(Lich Dungeon Review Part 1)
(Lich Dungeon Review Part 2)
Wandering monsters are a major part of Lich Dungeon. Unlike most of the encounters on the outside, the party will be engaging the majority of them. Just like the random monsters on the outside, each gets a full stat block.
If there is a major problem I have with Lich Dungeon (aside from the Non System Specific System used in the stat blocks) it is the stat blocks themselves. They are excessive consumers of space and in the end, page count. While not a huge deal with a PDF (as the consumer doesn't have to pay extra necessarily for extra pages) it does lead to a misleading page count.
Nine pages are devoted more or less to stat blocks for the wandering encounters outside (13 pages in total deal with the random encounters). You can make an argument that encounter descriptions are included in the stat blocks, so we'll go with 6 1/2 pages for the outdoor wandering encounter stat blocks of creatures, nearly all of which are in the OGL SRD and the OSR rules of your choice and deserve maybe a line or two at max. Because, truth to tell, much of the stat blocks don't match up the OSR rules that you'll be using. So, many of you will be ignoring them.
The dungeon wandering encounter stat blocks take less space, as there are less individual encounters compared to outdoors. They also include write ups of the dungeon workers, which in this case, do deserve their own stat blocks.
The problem is, each room that has an encounter gives us a a full stat block. Do we real need that for Undead Skeletons?
Undead SkeletonsDoes anyone else see the space waster this is? I will give Frank Mentzer credit, as he wanted to go with a line or two for the stats and he was outvoted by his partners (as he posted elsewhere). Frank, you were right and they were wrong.
Health: 4, 5
Damage: Sword 1d6 or Clawed Hand 1d3
Special: Undead; immune to mental & cold-
Demeanor: Robotic, hostile
Appearance: Skeletal human or humanoid
Furthering the issue is that many rooms just repeat the same stat blocks from other rooms. Then we wrap up at the end with 7 more pages of stat blocks repeating all of the stat blocks that previously appeared. I'll roughly guess at least 15 pages are wasted on stat blocks.

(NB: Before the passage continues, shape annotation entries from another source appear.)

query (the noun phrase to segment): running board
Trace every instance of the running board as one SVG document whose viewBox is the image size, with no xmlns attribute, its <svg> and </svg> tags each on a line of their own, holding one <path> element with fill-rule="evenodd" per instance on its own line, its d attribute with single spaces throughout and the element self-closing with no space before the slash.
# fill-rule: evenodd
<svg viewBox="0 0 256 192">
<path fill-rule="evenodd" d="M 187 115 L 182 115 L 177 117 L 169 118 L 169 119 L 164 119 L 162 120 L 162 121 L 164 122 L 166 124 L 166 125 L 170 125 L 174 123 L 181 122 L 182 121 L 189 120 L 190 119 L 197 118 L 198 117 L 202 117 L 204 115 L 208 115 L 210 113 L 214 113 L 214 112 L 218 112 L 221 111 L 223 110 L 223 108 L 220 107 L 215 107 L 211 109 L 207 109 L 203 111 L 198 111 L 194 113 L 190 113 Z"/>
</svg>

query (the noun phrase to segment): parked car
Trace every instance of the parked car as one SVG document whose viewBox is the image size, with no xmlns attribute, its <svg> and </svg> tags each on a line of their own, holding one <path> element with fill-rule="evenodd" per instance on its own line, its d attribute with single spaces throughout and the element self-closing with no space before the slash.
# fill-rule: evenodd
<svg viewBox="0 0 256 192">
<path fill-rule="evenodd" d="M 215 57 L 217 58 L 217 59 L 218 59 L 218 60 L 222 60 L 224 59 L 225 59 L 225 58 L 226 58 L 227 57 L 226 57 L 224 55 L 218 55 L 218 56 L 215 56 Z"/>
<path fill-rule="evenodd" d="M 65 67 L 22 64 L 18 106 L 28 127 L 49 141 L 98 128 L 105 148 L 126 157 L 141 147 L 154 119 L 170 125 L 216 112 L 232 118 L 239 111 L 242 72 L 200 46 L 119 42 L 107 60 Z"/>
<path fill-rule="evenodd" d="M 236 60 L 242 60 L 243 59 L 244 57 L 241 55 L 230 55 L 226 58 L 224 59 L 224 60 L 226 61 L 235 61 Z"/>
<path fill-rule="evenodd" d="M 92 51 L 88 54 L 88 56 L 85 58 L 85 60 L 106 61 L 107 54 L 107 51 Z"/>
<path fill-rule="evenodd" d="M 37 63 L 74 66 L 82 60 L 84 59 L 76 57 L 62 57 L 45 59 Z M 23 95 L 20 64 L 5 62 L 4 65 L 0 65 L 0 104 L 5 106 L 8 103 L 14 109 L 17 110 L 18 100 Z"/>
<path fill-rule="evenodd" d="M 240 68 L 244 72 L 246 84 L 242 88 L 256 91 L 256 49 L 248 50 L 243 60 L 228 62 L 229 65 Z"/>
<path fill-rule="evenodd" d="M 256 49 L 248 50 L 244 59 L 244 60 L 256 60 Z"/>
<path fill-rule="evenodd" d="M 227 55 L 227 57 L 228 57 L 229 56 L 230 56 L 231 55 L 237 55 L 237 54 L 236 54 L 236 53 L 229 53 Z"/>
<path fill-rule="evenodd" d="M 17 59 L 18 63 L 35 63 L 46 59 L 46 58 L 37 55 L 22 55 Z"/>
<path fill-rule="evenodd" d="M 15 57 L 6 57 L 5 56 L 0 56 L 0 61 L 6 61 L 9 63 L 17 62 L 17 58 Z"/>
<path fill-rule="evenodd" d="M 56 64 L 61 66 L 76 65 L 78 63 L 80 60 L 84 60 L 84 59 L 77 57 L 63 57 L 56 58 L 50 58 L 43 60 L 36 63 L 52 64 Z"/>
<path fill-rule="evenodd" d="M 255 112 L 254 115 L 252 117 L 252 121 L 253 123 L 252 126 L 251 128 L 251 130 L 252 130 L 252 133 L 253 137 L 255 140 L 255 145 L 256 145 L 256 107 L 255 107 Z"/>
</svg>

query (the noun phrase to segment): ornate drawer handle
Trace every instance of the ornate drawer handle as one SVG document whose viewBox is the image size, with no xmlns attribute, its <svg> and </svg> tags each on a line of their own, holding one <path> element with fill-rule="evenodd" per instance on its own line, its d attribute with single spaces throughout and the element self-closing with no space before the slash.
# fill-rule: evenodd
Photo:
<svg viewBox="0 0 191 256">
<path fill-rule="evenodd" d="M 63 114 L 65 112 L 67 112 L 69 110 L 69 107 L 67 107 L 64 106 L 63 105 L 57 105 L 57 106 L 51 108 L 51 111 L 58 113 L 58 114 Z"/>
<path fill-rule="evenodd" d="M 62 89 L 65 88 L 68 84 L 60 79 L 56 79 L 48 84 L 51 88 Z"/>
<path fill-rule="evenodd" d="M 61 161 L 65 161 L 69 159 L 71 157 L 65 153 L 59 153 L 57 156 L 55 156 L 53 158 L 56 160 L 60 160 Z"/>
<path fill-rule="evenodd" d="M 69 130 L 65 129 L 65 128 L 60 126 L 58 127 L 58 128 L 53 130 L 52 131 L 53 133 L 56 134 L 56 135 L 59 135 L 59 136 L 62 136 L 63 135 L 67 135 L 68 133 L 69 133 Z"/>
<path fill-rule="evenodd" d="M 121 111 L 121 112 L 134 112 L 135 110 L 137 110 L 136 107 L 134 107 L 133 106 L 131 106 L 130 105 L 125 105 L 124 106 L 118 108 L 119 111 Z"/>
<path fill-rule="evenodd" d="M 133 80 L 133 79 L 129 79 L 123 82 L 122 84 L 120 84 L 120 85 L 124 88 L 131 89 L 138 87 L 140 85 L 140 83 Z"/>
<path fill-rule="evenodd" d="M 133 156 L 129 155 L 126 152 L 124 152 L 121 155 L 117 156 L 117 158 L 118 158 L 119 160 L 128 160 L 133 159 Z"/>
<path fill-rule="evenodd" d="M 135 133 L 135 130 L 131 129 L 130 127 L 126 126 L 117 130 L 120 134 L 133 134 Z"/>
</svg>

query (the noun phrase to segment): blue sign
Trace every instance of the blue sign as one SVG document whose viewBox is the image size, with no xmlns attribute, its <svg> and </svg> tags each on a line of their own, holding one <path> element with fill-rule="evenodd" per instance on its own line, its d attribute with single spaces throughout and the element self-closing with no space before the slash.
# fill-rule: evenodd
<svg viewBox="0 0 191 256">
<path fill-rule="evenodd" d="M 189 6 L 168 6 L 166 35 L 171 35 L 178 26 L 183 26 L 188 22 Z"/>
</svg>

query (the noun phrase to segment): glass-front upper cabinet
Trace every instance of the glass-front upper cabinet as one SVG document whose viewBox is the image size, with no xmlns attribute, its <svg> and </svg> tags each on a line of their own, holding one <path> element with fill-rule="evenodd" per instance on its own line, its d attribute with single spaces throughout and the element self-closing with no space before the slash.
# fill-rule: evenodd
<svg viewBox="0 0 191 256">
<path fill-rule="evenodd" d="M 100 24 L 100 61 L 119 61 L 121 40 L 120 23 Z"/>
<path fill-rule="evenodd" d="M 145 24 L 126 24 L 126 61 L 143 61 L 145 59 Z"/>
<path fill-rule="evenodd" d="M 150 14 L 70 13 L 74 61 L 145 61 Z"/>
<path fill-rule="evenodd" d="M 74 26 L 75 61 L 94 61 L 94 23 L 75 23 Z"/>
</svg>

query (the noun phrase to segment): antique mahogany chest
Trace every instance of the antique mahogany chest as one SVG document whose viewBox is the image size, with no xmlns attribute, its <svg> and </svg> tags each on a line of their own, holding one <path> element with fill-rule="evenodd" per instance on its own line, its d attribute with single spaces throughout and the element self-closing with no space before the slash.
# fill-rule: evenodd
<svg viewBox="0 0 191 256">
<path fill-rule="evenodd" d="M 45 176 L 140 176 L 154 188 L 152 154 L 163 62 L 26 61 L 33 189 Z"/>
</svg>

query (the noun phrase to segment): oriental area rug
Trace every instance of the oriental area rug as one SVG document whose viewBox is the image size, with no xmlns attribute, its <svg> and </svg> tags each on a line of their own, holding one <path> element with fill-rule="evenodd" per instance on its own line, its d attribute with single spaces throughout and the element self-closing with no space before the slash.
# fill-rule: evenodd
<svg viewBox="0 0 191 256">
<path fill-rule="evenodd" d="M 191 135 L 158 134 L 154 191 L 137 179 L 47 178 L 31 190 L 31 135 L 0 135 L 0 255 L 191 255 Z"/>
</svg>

As for the dungeon itself? If you've been around D&D in it's various forms long enough, you'll remember the dungeons that used every last lick of space on the graph paper. Why waste good gaming space? ;)
This is that type of adventure. There is nothing wrong with that, as it is entirely justified by the backstory of the dungeon, but it might seem strange and awkward to new gamers.
It also has traps, teleports, magic fountains (remember those?) and lots of secret doors. Very old school in this manner.
How well does it pull it off? It depends on your expectations.
If you are expecting something on par with a Judges Guild type of adventure (maps-wise and bit of silliness) coupled with a decent back story, you should find much to your liking. It is, if nothing else, a piece of modern gaming history.
If, as someone else pointed out, you're expecting Stonehell, Barrowmaze and the like, you will be sorely disappointed.
I still don't like the Non System Specific System. It's not a math issue. It's an awkwardness issue and a needless series of steps to convert to something that resembles what I need to run it. Which, strangely enough, becomes a non-issue when things converted still don't match stats in OSR rulesets. I'd suggest referring to the ruleset of your choice and ignore the NSSS stat blocks.